Li et al. (2011) found rat peritoneal mesothelial cells stimulated with 10 mg/L of LPS for 6 h induced the expression of IL-18 and IL-6, and the production of MDA, leading to increased inflammation. Wang and Ai (2012) discussed the protection of gastrodine on rat adrenal pheochromocytoma (PC12) cells and successfully established an LPS-induced model of oxidative stress in PC12 cells with 200 ng/mL of LPS for l h. Liang et al. (2013) investigated the effects of the isocoumarin compound on expression of LPS-induced inflammatory molecules in human umbilical vein endothelial cells at a dose and incubation time of 50 ng/mL and 6 h, respectively.
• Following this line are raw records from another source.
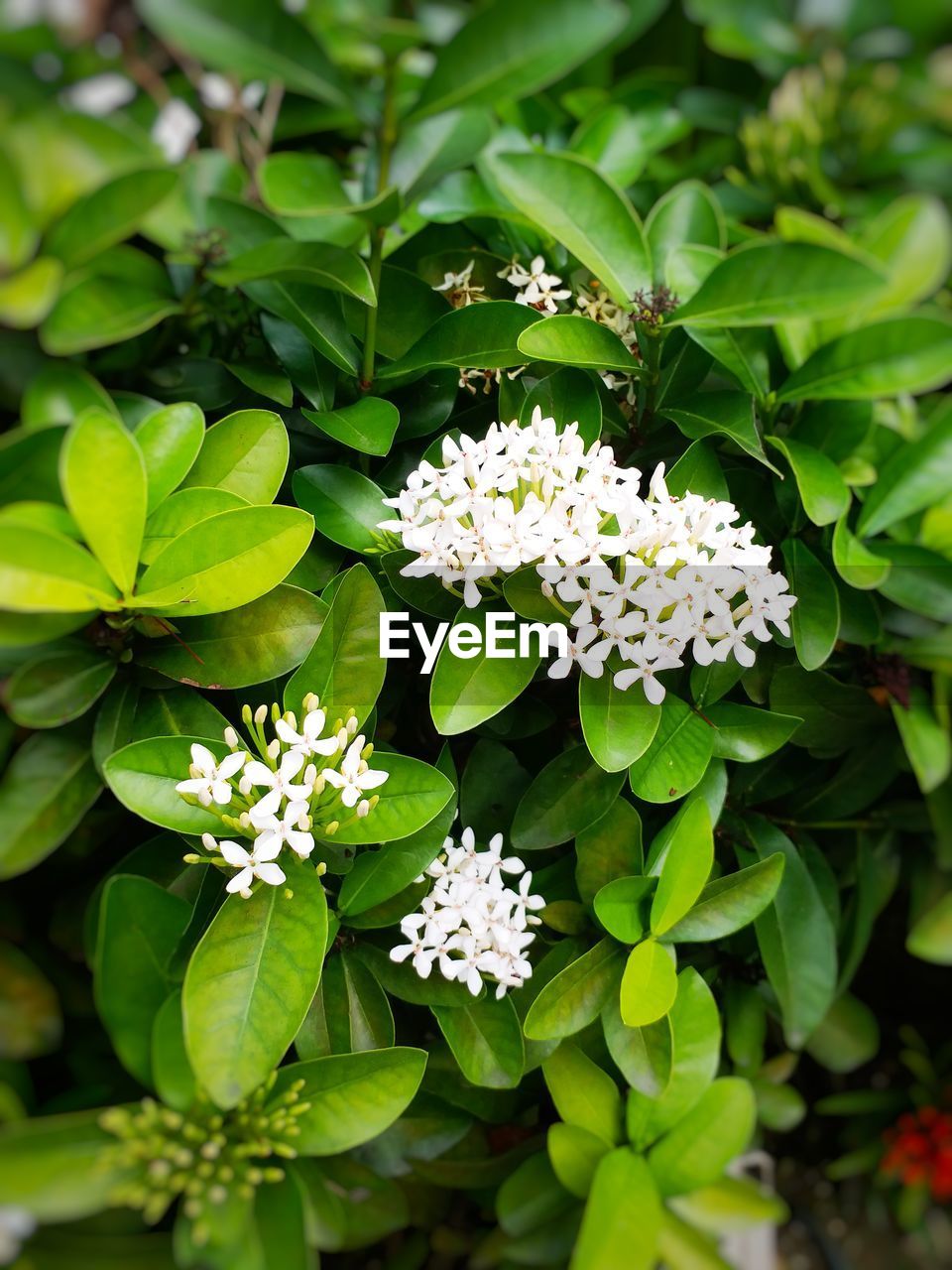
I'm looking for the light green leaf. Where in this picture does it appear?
[488,150,652,305]
[669,242,883,326]
[60,407,149,595]
[181,863,327,1112]
[184,410,289,503]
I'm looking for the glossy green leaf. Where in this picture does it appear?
[136,507,313,617]
[208,237,377,308]
[94,874,189,1085]
[136,583,327,689]
[136,401,205,516]
[60,407,149,595]
[670,242,883,326]
[489,150,652,305]
[621,939,678,1028]
[3,649,117,727]
[523,940,622,1040]
[629,694,715,803]
[512,745,623,852]
[45,168,178,269]
[273,1047,426,1156]
[432,996,526,1089]
[518,314,644,373]
[0,729,103,877]
[570,1147,661,1270]
[778,314,952,401]
[302,398,400,454]
[654,799,713,935]
[184,410,289,503]
[648,1076,757,1197]
[666,852,784,944]
[416,0,625,114]
[285,564,386,725]
[430,608,540,736]
[292,463,390,552]
[181,863,327,1107]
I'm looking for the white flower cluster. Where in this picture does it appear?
[176,694,390,899]
[390,829,545,1001]
[380,409,796,703]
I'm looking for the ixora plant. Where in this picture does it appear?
[0,0,952,1270]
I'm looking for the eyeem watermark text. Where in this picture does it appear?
[380,612,568,675]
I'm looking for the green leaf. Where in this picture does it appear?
[285,564,386,726]
[40,273,180,357]
[906,890,952,965]
[744,817,837,1049]
[512,745,623,852]
[523,940,622,1040]
[181,863,327,1112]
[776,314,952,401]
[661,393,776,472]
[3,649,117,727]
[542,1040,622,1147]
[629,693,715,803]
[863,398,952,533]
[0,729,103,879]
[432,997,526,1089]
[667,242,883,326]
[704,701,803,763]
[136,401,205,516]
[488,150,652,303]
[184,410,289,503]
[136,583,327,689]
[0,1110,128,1218]
[135,507,313,617]
[518,314,644,373]
[377,300,539,384]
[94,874,190,1085]
[103,736,228,834]
[780,539,839,671]
[654,799,713,940]
[45,168,178,269]
[570,1147,661,1270]
[292,463,389,552]
[332,750,456,843]
[645,181,727,282]
[593,877,654,944]
[430,608,540,736]
[208,237,377,309]
[648,1076,757,1197]
[767,437,849,525]
[300,398,400,454]
[665,852,784,944]
[266,1047,426,1156]
[136,0,348,105]
[621,939,678,1028]
[416,0,625,115]
[295,949,394,1060]
[60,407,149,595]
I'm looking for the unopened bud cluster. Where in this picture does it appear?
[176,694,389,899]
[99,1074,311,1246]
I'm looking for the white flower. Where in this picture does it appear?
[0,1204,37,1266]
[321,736,390,807]
[218,838,285,899]
[390,828,545,998]
[153,96,202,163]
[176,742,248,807]
[62,71,136,118]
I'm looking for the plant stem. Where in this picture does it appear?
[361,59,396,393]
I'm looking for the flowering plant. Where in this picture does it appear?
[0,0,952,1270]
Therefore, the optimal dose or incubation time of LPS-induced oxidative stress is different for various animal or cells. In the present experiment, we successfully established an oxidative stress model using 1.0 μg/mL of LPS for 6 h in BMEC in vitro. Furthermore, the data presented in this study of a LPS-induced oxidative stress model in BMEC in vitro does not fully represent the in vivo action of LPS, and the results of our study warrant further validation in other animal models.

Conclusions

This study indicates the oxidative stress measure of RGR, MDA content and antioxidant enzyme activity, NO and inflammatory factors status can be used as biomarkers for oxidative stress in BMEC. The optimum concentration was shown to be 1.0 μg/mL of LPS with an incubation time of 6 h to induce oxidative stress in BMEC.